The sales figures show that much of the car buying public are more likely to go for an SUV as family transport but there’s still an appetite for cars like the Superb that offer space, refinement and great value for money. Rivals include the Vauxhall Insignia, Mazda 6, Kia Optima and the closely related Volkswagen Passat, but few can quite match the Skoda’s combination of value and flexibility.

The Skoda Superb was the first model from the Czech firm to benefit from the VW Group's MQB front-wheel drive platform. It's one of the largest models to use it, but from behind the wheel the Superb does a great job of hiding its mass.

There are no complaints about legroom - the Audi A8 limo is about the only VW Group model to offer more rear seat space. The boot is very generous, too, with 625 litres on offer in five-seat mode, and 1,760 litres with the rear seats folded. And if that isn't enough space for you, then the Superb Estate is even bigger.

But there's much more to the Skoda Superb than space. It takes Skoda's 'Simply Clever' slogan to heart, with the ubiquitous umbrellas stored in the doors, ice scraper in the filler flap, one-handed bottle-opening cup holders and plenty of storage. Safety kit is comprehensive, too, with all of the latest VW Group tech on offer.

The Superb trim range comprises SE, SE L, SportLine Plus and Laurin & Klement (L&K) trims, and prices range from around £25,000 to £41,000. Entry-level SE models come well-equipped with 17-inch alloys, manual air con, electrically adjustable heated mirrors, cruise control, an eight-inch touchscreen infotainment system (with DAB, Bluetooth, Apple CarPlay and Android Auto connectivity) plus a suite of basic safety kit.

SE L trim takes another step with 18-inch alloys, privacy glass, full LED Matrix headlights, extra safety kit and sat-nav with wi-fi capability, plus a number of other upgrades.

Sportline Plus models focus on improving standard kit while adding a slightly sportier character to the Superb’s styling and interior, while Laurin & Klement models step on the toes of much pricier executive cars thanks to added leather, kit and Dynamic Chassis Control (DCC) adaptive suspension.

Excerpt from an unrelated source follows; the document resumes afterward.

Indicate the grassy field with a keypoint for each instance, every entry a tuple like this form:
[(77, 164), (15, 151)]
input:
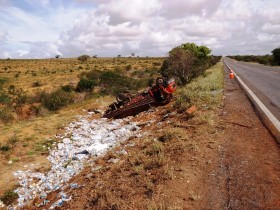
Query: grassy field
[(25, 139), (33, 75), (171, 158)]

The Superb’s engine range was changed slightly in 2019. Today, there’s a similar mix of petrol and diesel engines, with the 1.4-litre petrol being replaced by the VW Group’s latest 1.5 TSI unit producing 148bhp. It’s available in SE trim and above with a choice of manual or DSG dual-clutch automatics and is joined by the more powerful 2.0 TSI with 187bhp, available on SE L models and up exclusively with a DSG ‘box. The fastest Superb models also use a 2.0-litre petrol, tuned to 276bhp and mated to a DSG gearbox and four-wheel drive for Audi-like all-weather performance.

For those with one eye on economy, the 1.4 TSI iV plug-in hybrid might well fit the bill. The 1.4-litre four-cylinder petrol unit is paired with a 113bhp electric motor, and combined the two systems offer 215bhp. 

The diesel range incorporates a 2.0-litre unit with three different power outputs: 120bhp, 148bhp and 197bhp. Depending on specification these can be paired with manual and DSG ‘boxes, plus four-wheel drive on SE L and above.